In a world where everyone is connected all of the time, Bin Laden's lack of links to the outside world raised too many red flags
Right after it was announced, around 9:45 p.m. EST, that President Obama would address the nation at 10:30 p.m. (the speech was ultimately delayed by nearly an hour), reporters started to work their sources. Several confirmed over Twitter, about half an hour later, that Obama was planning to announce that Osama Bin Laden had been killed earlier that day.
As late evening turned into early morning, more details leaked out, one after another. We learned that Bin Laden had been killed with a bullet to the head after four helicopters stocked with a combination of Navy SEAL and CIA officers descended on his compound in Abbottabad, Pakistan. At first it was referred to, on major cable networks, as a mansion, but the photograph above, released by Reuters earlier this afternoon, shows it was anything but. The compound, we learned, was surrounded by a high fence of barbed wire.
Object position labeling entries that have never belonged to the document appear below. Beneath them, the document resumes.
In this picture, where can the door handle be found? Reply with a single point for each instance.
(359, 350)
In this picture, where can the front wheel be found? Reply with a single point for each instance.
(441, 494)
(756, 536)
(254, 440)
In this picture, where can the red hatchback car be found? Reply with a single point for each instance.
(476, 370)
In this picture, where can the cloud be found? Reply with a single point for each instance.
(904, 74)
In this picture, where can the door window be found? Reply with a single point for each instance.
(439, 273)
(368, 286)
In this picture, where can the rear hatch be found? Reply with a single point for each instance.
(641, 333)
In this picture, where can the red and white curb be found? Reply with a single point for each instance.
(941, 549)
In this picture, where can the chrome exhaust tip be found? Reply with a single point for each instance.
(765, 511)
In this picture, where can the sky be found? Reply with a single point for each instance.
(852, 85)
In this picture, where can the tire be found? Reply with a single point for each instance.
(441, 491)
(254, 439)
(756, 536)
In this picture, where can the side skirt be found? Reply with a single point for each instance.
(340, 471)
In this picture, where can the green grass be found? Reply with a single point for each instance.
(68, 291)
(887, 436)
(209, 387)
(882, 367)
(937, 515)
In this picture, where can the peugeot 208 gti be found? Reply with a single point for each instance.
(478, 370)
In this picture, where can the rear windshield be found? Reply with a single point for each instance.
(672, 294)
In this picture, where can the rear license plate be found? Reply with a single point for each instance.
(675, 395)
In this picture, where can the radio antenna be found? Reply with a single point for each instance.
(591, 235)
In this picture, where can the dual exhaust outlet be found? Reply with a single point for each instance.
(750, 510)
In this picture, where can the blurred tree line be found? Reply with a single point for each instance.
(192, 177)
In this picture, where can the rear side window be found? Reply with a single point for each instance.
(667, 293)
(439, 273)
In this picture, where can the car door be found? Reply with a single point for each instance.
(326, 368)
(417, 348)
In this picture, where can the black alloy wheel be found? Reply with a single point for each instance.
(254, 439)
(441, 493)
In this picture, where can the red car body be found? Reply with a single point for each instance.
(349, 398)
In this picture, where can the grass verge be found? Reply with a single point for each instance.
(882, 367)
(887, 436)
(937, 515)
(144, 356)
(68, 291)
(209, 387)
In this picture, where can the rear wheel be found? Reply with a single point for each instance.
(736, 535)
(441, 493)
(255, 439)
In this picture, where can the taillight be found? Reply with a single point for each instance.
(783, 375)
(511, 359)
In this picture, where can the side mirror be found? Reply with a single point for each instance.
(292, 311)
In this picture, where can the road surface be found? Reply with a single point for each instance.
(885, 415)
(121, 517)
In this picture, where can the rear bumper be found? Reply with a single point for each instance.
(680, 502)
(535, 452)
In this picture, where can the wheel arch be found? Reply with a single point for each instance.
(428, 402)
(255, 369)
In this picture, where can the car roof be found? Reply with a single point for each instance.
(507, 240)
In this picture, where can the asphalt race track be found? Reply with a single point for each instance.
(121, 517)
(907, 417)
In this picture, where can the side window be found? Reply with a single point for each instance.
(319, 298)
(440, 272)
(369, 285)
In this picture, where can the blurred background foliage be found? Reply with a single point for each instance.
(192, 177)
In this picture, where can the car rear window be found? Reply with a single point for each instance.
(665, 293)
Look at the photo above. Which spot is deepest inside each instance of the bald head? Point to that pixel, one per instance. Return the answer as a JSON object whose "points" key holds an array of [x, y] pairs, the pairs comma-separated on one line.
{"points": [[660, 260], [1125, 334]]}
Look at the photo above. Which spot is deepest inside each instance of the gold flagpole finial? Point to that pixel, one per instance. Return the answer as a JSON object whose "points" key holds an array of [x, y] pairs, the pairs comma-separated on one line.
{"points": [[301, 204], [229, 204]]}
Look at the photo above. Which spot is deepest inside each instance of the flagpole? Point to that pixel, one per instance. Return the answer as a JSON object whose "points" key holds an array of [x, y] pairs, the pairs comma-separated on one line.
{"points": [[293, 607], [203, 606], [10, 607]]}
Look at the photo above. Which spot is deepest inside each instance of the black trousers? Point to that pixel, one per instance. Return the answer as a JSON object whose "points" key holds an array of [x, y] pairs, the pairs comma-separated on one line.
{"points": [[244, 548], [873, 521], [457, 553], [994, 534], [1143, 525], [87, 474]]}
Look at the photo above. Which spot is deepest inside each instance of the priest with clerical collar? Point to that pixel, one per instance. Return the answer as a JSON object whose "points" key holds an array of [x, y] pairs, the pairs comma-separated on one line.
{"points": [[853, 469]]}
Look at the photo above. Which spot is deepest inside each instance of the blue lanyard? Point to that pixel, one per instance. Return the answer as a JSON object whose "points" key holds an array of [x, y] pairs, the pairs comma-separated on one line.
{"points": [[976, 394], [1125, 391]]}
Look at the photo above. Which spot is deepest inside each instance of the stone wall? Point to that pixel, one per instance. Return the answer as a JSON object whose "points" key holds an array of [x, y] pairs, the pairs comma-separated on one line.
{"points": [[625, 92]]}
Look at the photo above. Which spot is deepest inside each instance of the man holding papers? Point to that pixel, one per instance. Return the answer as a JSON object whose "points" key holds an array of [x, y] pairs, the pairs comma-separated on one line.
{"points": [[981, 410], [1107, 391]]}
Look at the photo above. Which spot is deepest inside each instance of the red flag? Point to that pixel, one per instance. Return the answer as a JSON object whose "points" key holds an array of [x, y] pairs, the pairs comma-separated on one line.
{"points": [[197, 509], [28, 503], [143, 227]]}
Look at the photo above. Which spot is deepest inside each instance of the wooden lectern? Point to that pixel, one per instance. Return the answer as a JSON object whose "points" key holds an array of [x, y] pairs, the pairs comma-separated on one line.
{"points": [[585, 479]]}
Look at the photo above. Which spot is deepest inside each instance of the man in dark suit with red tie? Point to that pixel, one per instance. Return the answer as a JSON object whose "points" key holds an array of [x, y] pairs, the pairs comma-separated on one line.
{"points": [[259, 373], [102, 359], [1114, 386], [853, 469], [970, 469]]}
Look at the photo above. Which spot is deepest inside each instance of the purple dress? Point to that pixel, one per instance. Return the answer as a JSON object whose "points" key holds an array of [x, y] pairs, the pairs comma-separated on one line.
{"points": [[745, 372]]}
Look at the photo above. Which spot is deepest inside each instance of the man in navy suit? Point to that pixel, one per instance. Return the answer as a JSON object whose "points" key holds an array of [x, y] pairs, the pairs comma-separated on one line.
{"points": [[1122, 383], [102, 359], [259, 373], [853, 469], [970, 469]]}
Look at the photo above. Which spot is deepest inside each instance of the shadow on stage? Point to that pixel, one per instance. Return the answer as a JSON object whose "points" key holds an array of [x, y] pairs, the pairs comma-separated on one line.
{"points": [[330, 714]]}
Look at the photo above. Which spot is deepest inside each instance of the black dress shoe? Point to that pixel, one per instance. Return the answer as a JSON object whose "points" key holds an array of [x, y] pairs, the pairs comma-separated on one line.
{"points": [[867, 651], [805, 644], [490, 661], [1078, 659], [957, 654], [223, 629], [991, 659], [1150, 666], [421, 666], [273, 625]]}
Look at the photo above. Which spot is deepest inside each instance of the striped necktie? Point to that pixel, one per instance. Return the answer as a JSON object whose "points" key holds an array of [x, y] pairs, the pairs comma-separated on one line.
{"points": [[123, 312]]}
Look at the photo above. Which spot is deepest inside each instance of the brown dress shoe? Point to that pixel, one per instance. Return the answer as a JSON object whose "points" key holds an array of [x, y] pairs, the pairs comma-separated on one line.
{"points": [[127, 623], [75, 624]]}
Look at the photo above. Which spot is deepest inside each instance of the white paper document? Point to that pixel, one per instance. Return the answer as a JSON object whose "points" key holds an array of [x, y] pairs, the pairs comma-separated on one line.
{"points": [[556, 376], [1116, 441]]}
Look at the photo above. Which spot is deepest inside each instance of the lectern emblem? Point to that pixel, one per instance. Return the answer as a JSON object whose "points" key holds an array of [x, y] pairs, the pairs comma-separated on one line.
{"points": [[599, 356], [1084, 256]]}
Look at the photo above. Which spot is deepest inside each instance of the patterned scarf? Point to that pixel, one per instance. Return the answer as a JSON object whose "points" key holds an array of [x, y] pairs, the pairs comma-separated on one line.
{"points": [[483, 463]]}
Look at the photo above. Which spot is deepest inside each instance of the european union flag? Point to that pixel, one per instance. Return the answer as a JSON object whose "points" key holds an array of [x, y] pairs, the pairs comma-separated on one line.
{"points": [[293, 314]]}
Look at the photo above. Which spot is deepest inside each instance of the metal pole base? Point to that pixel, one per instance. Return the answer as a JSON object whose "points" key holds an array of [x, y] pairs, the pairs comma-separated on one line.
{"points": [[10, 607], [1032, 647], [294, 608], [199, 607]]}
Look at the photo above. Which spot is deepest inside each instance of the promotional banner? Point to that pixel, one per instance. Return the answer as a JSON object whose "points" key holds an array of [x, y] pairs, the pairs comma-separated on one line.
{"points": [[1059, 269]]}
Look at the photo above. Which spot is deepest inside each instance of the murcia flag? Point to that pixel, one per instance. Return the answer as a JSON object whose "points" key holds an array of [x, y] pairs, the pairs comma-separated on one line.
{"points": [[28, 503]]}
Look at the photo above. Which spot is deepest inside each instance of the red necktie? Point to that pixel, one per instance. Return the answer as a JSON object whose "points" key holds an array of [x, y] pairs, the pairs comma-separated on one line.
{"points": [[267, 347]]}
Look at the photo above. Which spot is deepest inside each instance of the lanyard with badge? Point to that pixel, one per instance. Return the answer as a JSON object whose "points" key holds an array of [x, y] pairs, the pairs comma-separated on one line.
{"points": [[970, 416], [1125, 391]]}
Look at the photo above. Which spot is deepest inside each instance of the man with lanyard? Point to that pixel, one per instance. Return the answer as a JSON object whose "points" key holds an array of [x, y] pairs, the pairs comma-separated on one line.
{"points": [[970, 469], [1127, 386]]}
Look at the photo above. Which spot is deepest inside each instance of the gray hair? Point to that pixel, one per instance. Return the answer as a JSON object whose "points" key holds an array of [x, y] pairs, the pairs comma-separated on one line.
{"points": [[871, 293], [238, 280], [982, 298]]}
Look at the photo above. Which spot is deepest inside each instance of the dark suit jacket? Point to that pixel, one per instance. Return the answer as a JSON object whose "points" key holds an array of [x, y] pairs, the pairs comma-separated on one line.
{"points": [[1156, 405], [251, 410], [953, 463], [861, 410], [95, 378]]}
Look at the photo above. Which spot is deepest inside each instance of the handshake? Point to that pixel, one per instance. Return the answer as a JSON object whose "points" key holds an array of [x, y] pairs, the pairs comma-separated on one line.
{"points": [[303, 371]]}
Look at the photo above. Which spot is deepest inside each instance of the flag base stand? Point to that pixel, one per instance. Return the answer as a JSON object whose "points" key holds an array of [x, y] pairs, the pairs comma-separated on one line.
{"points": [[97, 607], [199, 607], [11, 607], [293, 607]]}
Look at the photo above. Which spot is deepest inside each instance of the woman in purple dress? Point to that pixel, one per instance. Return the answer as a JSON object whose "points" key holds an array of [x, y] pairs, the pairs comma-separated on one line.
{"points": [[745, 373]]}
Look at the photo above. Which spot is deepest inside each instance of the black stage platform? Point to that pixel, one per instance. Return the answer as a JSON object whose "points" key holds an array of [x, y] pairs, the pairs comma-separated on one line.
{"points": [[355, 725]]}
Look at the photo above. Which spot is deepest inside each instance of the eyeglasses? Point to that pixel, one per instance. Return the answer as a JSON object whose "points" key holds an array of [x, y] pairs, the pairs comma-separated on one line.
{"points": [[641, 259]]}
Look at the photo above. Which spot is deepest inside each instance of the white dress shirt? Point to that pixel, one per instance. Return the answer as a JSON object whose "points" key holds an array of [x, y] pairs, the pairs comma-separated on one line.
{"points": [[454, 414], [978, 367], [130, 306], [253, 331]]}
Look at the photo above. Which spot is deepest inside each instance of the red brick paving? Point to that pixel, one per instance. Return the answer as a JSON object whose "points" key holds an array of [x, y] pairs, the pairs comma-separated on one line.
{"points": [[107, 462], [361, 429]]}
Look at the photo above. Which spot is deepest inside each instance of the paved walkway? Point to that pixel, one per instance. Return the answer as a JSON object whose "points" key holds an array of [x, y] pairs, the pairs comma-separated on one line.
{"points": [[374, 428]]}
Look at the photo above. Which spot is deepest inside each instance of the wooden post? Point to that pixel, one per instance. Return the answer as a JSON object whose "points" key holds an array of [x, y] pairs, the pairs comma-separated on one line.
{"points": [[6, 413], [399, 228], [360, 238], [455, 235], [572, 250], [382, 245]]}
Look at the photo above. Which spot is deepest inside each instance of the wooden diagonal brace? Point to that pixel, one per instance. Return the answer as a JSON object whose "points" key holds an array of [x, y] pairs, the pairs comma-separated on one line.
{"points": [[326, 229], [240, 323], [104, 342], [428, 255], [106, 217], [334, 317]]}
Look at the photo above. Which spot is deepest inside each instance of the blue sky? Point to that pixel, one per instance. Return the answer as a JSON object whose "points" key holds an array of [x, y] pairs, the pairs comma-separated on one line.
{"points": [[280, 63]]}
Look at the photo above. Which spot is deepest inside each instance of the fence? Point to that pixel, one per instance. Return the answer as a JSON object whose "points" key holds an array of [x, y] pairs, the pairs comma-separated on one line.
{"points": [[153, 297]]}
Then, on CNN, Wolf Blitzer, in a suit and tie despite having been at home when the news broke, told us that, while Osama Bin Laden's hideout was a large compound, it lacked many basic amenities. No Internet, no telephones, he said. But he didn't explain why. Bin Laden, of course, has long avoided satellite phones and video messages; too easy to trace, too hard to hide. ("How can we not find Osama?" begins a Joan Rivers joke made popular by the documentary of her life released last year. "There's one outlet in all of Afghanistan. Find it and follow the cord.)